Accusée par l'Unsa de "regarder dans le rétroviseur" et d'avoir "seulement quelques grèves avortées à son bilan", la CGT-Cheminot rétorque qu'elle présente des "propositions alternatives" et parie, comme SUD, sur l'inquiétude suscitée par la renégociation du temps de travail des cheminots que l'entreprise veut ouvrir début 2016.
Prévues par la réforme, les discussions doivent aboutir d'ici à juillet à un accord d'entreprise complétant la future convention collective de branche qui dressera le cadre social commun public-privé dans la perspective de l'ouverture totale à la concurrence. "Au programme: moins de repos, moins de week-ends, des amplitudes plus larges", prévient SUD.
- Une 'sociologie favorable' -
L'intégration des 1.500 salariés de Réseau ferré de France à SNCF Réseau "nous est favorable, comme l'évolution sociologique" du groupe où cadres et agents de maîtrise sont désormais majoritaires, estime Roger Dillenseger (Unsa).
"La transformation de la structure des emplois et des qualifications à la SNCF dessert l'aile radicale", abonde M. Dressen, qui rappelle que la CGT, "partie de plus de 70% dans les années 50, perd à peu près un ou deux points d'élection en élection". En dix ans, ce syndicat a dégringolé de 8,5 points.
Pour le professeur de sociologie à l'université de Versailles-Saint-Quentin-en-Yvelines, il faudra compter également avec FO qui avait manqué "à un cheveu" en 2014 de récupérer sa représentativité perdue en 2009.
Pour atteindre les 10%, FO a de nouveau fait alliance avec la CFE-CGC et First. Selon Bernard Aubin (First), "la direction voit d'un mauvais oeil l'arrivée d'un arbitre dans la partie, ni contestataire ni accompagnateur, qui selon les enjeux pourrait faire basculer la balance dans un sens ou dans un autre".
Reste une grande inconnue, la participation, tombée à 69,37% en 2014 (-4,5 points par rapport à 2011). Près de 7.000 voix en moins, essentiellement perdues par la CGT.

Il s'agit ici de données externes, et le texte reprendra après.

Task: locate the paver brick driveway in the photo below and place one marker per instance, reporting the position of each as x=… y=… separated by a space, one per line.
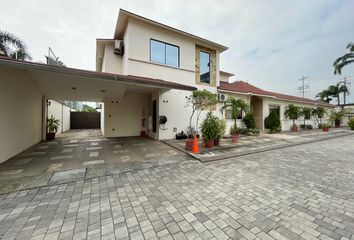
x=303 y=192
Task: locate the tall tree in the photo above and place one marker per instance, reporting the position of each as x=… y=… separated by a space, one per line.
x=344 y=60
x=13 y=47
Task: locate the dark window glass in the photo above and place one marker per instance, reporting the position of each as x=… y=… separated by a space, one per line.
x=204 y=67
x=164 y=53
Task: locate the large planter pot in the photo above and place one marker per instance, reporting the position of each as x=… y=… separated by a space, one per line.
x=235 y=138
x=189 y=144
x=325 y=129
x=209 y=143
x=50 y=136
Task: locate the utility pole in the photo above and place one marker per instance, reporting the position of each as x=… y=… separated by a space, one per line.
x=346 y=83
x=304 y=87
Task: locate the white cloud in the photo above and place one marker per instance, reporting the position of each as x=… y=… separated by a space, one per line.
x=272 y=43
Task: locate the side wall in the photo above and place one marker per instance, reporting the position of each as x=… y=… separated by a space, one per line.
x=21 y=118
x=123 y=117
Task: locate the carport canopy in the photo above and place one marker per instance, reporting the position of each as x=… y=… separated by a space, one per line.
x=63 y=83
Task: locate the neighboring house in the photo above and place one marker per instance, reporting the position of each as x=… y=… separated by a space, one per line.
x=146 y=48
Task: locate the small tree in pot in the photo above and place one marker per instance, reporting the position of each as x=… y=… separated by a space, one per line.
x=52 y=127
x=210 y=129
x=236 y=106
x=292 y=112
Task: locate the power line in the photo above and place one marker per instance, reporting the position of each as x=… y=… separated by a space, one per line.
x=304 y=88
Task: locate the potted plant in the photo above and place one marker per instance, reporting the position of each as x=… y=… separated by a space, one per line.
x=236 y=106
x=221 y=132
x=52 y=127
x=292 y=112
x=325 y=127
x=199 y=101
x=210 y=129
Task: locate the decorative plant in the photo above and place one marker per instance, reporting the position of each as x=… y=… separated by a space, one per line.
x=249 y=121
x=52 y=124
x=210 y=127
x=272 y=122
x=292 y=112
x=199 y=100
x=306 y=113
x=236 y=105
x=351 y=124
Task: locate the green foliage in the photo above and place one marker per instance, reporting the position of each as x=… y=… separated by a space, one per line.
x=52 y=124
x=249 y=121
x=210 y=127
x=351 y=124
x=272 y=122
x=344 y=60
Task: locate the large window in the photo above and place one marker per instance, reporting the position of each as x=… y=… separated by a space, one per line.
x=164 y=53
x=204 y=67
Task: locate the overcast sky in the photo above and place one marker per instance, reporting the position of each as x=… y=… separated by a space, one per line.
x=271 y=43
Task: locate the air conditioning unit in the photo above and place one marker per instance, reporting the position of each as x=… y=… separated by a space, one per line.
x=119 y=47
x=221 y=97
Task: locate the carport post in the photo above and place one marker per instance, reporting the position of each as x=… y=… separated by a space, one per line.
x=44 y=117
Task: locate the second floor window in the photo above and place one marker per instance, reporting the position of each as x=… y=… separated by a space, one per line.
x=164 y=53
x=204 y=67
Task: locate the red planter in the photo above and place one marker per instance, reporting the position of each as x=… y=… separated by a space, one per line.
x=209 y=143
x=325 y=129
x=235 y=138
x=189 y=144
x=50 y=136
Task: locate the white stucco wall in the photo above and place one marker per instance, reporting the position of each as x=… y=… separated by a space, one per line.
x=61 y=112
x=123 y=117
x=21 y=118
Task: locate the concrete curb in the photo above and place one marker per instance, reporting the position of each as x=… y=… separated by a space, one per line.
x=254 y=151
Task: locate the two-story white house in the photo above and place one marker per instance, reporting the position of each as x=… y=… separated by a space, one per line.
x=146 y=48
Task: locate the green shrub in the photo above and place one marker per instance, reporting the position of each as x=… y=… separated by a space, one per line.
x=351 y=124
x=210 y=127
x=249 y=121
x=272 y=122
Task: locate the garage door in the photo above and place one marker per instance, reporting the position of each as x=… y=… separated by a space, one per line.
x=85 y=120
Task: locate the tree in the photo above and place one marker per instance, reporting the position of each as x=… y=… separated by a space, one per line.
x=324 y=96
x=236 y=105
x=344 y=60
x=200 y=100
x=292 y=112
x=13 y=47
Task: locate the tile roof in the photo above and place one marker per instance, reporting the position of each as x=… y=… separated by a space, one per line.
x=244 y=87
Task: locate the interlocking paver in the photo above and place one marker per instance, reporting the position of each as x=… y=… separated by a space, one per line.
x=296 y=193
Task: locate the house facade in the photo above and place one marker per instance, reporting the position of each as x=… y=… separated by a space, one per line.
x=143 y=47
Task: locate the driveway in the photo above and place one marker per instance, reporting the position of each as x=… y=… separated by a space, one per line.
x=79 y=154
x=300 y=192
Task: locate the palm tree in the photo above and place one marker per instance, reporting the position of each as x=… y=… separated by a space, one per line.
x=344 y=60
x=336 y=90
x=8 y=41
x=324 y=96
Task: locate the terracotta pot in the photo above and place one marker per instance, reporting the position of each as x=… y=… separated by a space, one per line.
x=324 y=129
x=189 y=144
x=209 y=143
x=50 y=136
x=235 y=138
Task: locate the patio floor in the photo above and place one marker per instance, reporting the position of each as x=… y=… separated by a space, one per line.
x=81 y=154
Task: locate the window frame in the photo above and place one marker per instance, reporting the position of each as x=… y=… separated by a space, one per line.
x=165 y=44
x=200 y=59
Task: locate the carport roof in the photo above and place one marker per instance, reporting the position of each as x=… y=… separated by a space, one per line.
x=126 y=79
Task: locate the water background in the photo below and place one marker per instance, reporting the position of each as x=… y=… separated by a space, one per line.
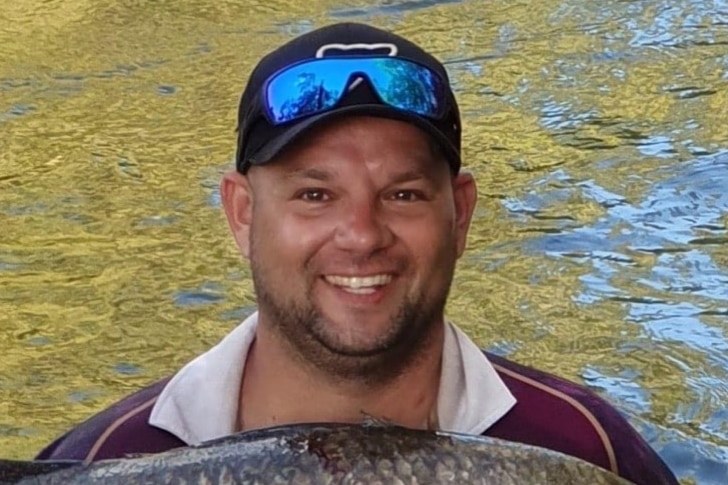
x=596 y=130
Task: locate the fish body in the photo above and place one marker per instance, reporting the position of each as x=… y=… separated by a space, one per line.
x=315 y=454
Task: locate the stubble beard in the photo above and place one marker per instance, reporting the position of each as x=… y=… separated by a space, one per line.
x=300 y=325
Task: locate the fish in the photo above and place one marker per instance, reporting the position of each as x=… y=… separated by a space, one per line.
x=327 y=453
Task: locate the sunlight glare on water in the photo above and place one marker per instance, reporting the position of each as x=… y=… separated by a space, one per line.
x=596 y=131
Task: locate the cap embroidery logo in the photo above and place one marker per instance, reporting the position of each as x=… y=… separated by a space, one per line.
x=321 y=52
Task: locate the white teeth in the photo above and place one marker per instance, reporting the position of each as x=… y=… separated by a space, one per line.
x=359 y=284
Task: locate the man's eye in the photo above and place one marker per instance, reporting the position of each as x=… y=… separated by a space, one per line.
x=314 y=195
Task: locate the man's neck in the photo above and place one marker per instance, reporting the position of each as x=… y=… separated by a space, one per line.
x=276 y=389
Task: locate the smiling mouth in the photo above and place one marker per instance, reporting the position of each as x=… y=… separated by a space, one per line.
x=360 y=285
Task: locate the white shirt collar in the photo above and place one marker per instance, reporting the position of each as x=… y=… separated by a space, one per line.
x=200 y=402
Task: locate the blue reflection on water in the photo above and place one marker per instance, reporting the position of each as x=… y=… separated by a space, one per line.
x=681 y=222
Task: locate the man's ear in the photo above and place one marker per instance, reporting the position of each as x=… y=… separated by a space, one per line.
x=465 y=193
x=237 y=200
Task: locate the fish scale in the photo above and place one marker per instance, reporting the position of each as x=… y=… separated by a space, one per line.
x=328 y=454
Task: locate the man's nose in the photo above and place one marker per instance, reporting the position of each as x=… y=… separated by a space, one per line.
x=363 y=227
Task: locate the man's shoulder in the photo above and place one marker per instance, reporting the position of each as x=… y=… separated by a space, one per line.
x=558 y=414
x=121 y=429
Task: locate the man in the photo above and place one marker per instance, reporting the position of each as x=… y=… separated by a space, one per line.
x=349 y=201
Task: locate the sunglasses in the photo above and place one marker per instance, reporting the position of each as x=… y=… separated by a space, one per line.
x=318 y=85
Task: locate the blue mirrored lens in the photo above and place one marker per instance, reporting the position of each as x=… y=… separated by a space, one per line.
x=316 y=86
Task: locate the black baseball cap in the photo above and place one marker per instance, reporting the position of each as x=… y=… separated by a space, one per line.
x=259 y=141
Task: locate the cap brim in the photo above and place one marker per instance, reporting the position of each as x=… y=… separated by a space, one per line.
x=293 y=133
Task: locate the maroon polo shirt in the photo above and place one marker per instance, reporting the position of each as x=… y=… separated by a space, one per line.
x=551 y=412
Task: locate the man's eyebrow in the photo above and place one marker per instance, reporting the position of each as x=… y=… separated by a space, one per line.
x=411 y=176
x=310 y=173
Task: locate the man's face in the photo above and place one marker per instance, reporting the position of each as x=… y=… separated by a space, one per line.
x=353 y=237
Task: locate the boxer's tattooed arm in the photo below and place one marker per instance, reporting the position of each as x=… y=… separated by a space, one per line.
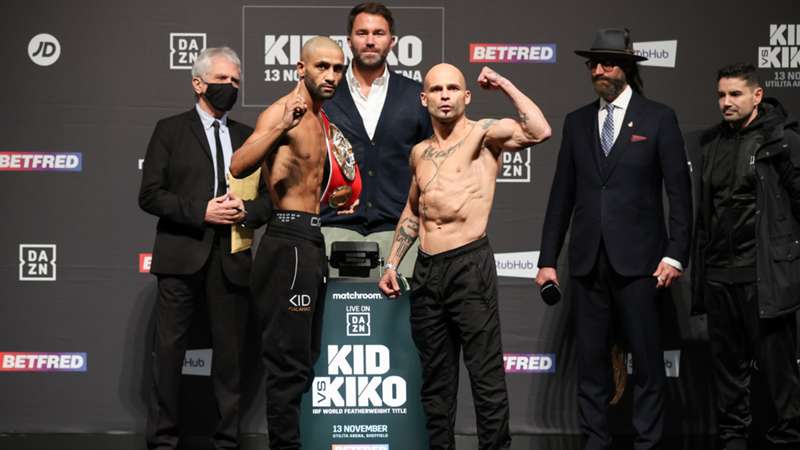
x=406 y=234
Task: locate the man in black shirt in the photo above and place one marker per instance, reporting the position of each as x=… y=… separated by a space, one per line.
x=747 y=271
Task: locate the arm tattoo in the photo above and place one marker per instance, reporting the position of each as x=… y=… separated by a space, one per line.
x=406 y=234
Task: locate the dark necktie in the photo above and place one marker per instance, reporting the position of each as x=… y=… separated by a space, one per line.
x=221 y=185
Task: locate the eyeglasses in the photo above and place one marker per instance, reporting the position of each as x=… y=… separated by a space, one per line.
x=604 y=63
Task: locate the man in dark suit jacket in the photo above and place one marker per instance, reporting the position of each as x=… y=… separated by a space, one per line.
x=380 y=114
x=616 y=154
x=183 y=183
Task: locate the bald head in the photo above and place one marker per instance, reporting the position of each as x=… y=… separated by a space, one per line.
x=317 y=45
x=444 y=74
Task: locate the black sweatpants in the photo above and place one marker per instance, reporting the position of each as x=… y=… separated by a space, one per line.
x=740 y=342
x=454 y=305
x=289 y=280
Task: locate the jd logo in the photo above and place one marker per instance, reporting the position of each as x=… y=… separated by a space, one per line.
x=44 y=49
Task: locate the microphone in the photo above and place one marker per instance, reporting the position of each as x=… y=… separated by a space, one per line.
x=550 y=293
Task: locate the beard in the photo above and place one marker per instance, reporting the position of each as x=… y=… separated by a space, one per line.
x=369 y=61
x=316 y=91
x=610 y=90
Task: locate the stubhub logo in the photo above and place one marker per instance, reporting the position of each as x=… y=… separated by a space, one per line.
x=42 y=362
x=529 y=362
x=517 y=264
x=41 y=161
x=658 y=53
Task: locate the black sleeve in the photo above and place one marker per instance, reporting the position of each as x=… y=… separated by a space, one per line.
x=154 y=195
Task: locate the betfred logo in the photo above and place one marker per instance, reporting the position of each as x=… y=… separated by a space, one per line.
x=658 y=53
x=360 y=447
x=42 y=362
x=517 y=264
x=515 y=167
x=145 y=261
x=41 y=162
x=197 y=362
x=512 y=53
x=37 y=262
x=184 y=49
x=529 y=362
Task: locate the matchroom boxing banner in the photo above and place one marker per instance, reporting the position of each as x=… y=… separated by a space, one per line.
x=365 y=393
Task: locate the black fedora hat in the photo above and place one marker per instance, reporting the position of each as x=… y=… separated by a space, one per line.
x=612 y=43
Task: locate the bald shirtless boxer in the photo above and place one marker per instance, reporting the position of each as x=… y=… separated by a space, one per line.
x=289 y=273
x=454 y=288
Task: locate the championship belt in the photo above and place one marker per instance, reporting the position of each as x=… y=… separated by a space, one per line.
x=343 y=186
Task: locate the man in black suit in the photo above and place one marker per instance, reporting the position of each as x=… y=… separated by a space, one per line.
x=380 y=114
x=616 y=154
x=183 y=183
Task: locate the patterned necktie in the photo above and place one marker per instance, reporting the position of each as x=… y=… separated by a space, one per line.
x=221 y=184
x=607 y=136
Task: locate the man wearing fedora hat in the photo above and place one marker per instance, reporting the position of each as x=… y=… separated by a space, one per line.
x=616 y=155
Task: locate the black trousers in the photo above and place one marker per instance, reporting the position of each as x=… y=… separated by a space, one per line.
x=289 y=283
x=603 y=298
x=454 y=306
x=742 y=342
x=178 y=298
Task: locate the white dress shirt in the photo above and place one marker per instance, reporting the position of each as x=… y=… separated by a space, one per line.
x=369 y=107
x=224 y=137
x=620 y=108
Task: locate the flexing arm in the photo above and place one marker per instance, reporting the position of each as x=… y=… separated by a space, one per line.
x=507 y=134
x=271 y=128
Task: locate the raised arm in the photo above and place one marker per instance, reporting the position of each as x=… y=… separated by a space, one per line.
x=272 y=126
x=508 y=134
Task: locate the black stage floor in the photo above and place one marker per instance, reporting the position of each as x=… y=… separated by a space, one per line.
x=258 y=442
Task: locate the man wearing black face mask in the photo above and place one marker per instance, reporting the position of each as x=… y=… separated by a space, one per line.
x=183 y=183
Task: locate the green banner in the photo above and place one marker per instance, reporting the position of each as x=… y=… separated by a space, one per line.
x=365 y=394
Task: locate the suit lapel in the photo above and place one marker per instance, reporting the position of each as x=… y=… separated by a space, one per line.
x=388 y=104
x=344 y=102
x=623 y=142
x=199 y=132
x=592 y=138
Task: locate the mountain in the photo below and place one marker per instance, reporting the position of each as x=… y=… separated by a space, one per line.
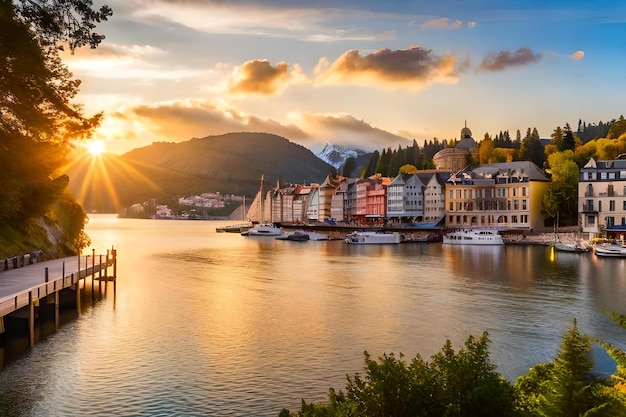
x=336 y=155
x=229 y=164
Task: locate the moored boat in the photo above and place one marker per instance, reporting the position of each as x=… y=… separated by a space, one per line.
x=266 y=229
x=613 y=250
x=303 y=236
x=263 y=229
x=576 y=247
x=473 y=237
x=234 y=228
x=373 y=238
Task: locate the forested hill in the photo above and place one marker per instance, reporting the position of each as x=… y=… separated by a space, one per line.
x=230 y=163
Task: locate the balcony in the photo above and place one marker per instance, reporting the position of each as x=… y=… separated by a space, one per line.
x=588 y=208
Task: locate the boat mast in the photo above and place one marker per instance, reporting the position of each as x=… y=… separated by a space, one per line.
x=261 y=202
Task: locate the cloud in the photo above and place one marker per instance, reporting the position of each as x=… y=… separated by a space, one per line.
x=268 y=19
x=260 y=77
x=506 y=59
x=442 y=23
x=114 y=61
x=180 y=120
x=408 y=68
x=344 y=129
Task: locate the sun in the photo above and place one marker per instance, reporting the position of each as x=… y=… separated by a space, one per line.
x=95 y=147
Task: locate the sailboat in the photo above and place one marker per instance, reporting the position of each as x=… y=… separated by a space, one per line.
x=236 y=228
x=577 y=247
x=263 y=229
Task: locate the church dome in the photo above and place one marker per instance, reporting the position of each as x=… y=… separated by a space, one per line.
x=466 y=133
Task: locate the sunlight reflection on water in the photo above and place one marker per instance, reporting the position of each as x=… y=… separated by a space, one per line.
x=218 y=324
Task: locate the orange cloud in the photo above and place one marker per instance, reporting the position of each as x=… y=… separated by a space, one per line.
x=506 y=59
x=441 y=24
x=412 y=68
x=260 y=77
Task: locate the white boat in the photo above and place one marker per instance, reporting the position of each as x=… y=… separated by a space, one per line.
x=613 y=250
x=473 y=237
x=266 y=229
x=303 y=236
x=373 y=238
x=263 y=229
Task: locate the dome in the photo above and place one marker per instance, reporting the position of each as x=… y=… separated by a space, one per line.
x=466 y=133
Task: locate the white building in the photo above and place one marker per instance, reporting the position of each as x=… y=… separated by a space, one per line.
x=602 y=198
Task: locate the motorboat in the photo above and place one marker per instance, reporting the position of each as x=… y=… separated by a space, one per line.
x=234 y=228
x=473 y=237
x=266 y=229
x=577 y=247
x=373 y=238
x=614 y=250
x=304 y=236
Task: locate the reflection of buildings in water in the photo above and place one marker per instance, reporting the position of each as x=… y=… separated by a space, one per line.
x=605 y=278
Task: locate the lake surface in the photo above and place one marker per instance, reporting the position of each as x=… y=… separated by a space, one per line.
x=211 y=324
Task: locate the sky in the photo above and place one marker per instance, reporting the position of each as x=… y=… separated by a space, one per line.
x=367 y=74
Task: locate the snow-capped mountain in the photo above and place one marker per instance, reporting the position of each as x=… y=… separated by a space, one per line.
x=336 y=155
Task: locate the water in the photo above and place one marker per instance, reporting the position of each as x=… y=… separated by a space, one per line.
x=214 y=324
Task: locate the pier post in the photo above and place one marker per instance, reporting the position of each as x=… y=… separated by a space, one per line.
x=77 y=294
x=31 y=319
x=56 y=310
x=106 y=265
x=114 y=263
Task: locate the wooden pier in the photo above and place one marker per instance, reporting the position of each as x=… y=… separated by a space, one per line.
x=23 y=290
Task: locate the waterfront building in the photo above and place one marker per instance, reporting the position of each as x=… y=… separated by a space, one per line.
x=507 y=195
x=434 y=194
x=457 y=158
x=405 y=199
x=312 y=204
x=602 y=198
x=326 y=192
x=339 y=201
x=300 y=203
x=286 y=196
x=371 y=202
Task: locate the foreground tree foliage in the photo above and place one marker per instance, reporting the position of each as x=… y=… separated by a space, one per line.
x=566 y=387
x=464 y=383
x=461 y=383
x=38 y=119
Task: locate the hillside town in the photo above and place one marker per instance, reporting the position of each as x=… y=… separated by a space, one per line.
x=507 y=196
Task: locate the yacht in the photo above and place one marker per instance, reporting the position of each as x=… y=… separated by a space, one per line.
x=473 y=237
x=373 y=237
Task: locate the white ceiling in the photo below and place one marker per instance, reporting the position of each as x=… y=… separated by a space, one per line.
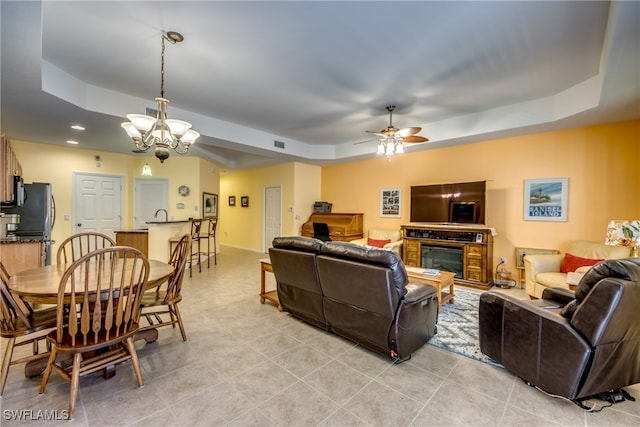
x=316 y=74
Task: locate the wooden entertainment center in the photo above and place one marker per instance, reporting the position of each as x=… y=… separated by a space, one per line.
x=465 y=249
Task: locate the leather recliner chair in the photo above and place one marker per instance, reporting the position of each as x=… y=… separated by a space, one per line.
x=589 y=344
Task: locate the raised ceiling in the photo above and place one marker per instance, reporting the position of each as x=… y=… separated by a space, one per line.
x=316 y=75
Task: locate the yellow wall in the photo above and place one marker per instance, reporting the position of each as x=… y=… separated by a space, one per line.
x=243 y=227
x=601 y=162
x=55 y=164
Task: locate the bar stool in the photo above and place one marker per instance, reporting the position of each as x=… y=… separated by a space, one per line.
x=196 y=225
x=211 y=233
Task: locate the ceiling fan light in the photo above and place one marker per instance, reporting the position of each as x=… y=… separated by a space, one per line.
x=131 y=130
x=142 y=122
x=390 y=150
x=178 y=127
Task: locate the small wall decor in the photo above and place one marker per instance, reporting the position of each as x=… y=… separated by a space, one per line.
x=546 y=199
x=390 y=202
x=209 y=205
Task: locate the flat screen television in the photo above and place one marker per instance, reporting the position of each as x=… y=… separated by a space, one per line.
x=458 y=203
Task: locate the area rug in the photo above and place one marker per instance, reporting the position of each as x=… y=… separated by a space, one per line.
x=458 y=326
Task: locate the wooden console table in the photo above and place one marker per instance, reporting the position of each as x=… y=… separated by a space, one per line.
x=265 y=266
x=473 y=243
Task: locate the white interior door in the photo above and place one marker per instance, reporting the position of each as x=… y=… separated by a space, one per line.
x=97 y=203
x=272 y=215
x=149 y=196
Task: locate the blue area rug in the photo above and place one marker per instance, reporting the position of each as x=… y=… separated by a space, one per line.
x=458 y=326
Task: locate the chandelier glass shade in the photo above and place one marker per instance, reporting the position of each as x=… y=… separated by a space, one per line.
x=390 y=145
x=159 y=131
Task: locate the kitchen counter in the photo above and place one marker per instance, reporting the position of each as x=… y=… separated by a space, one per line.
x=160 y=232
x=135 y=238
x=25 y=239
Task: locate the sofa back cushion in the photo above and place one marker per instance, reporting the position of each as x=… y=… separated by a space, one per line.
x=293 y=260
x=373 y=256
x=361 y=294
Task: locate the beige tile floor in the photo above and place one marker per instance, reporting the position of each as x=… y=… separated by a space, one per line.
x=247 y=364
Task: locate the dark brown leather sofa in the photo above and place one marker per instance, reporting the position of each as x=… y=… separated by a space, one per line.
x=357 y=292
x=590 y=344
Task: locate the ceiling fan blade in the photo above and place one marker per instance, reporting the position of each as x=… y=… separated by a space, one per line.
x=364 y=142
x=374 y=132
x=409 y=131
x=414 y=138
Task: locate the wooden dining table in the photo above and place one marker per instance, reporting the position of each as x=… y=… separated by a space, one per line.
x=40 y=286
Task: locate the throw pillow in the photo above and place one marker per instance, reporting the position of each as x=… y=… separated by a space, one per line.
x=378 y=243
x=571 y=262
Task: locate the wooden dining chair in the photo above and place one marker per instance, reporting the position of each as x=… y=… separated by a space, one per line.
x=20 y=328
x=164 y=302
x=102 y=290
x=210 y=233
x=73 y=247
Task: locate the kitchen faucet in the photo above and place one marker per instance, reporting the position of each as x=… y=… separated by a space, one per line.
x=166 y=215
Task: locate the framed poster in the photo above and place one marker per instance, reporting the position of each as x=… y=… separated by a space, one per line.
x=390 y=202
x=546 y=199
x=209 y=205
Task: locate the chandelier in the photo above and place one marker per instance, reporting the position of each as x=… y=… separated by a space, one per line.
x=390 y=145
x=147 y=131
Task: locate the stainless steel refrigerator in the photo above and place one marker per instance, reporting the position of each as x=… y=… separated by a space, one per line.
x=37 y=215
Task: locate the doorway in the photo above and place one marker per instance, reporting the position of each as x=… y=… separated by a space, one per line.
x=272 y=215
x=97 y=203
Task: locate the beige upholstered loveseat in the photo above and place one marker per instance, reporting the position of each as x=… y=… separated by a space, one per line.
x=377 y=237
x=544 y=271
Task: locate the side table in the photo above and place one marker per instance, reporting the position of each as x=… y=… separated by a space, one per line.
x=442 y=280
x=265 y=265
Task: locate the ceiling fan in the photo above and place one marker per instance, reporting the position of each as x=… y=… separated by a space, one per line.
x=407 y=134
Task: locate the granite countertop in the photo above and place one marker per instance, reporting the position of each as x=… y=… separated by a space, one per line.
x=24 y=240
x=167 y=222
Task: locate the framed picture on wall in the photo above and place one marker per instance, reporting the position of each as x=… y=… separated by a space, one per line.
x=390 y=202
x=209 y=205
x=546 y=199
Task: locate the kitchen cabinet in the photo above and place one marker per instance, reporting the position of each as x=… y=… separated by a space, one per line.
x=19 y=256
x=9 y=166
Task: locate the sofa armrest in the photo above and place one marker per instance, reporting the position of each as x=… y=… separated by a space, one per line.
x=394 y=246
x=536 y=344
x=418 y=292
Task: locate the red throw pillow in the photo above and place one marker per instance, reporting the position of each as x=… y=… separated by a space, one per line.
x=378 y=243
x=571 y=262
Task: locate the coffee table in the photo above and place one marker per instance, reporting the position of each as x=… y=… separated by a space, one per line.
x=441 y=281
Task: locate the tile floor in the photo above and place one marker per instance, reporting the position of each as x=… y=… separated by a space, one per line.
x=247 y=364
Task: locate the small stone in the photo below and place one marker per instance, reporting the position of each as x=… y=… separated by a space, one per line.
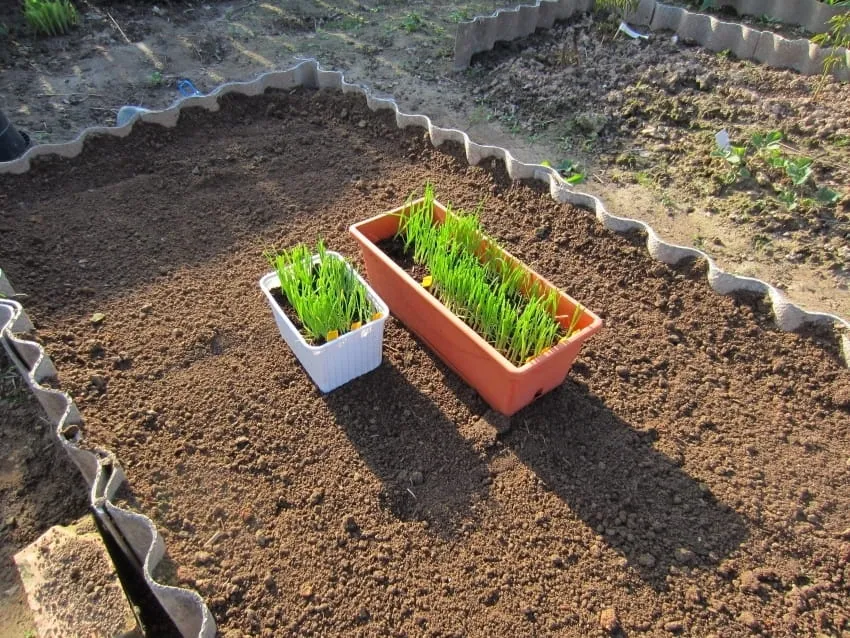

L'autre enjeu de ces élections, qui surviennent alors que les cheminots sont endeuillés par l'accident de TGV en Alsace, est la distribution des rênes des CE, qui gèrent une dotation de 100 millions d'euros versée par l'entreprise pour les activités sociales et loisirs des salariés. Plus des trois quarts sont tenus par la CGT du fait de règles qui seront renégociées dans la foulée du scrutin.
Outre les 150.000 salariés du groupe public ferroviaire, vote également une partie des salariés des filiales (30 à 40.000 personnes sur 100.000), mais seulement pour les scrutins CA et CS. Des dizaines de milliers de cheminots ont déjà voté par correspondance.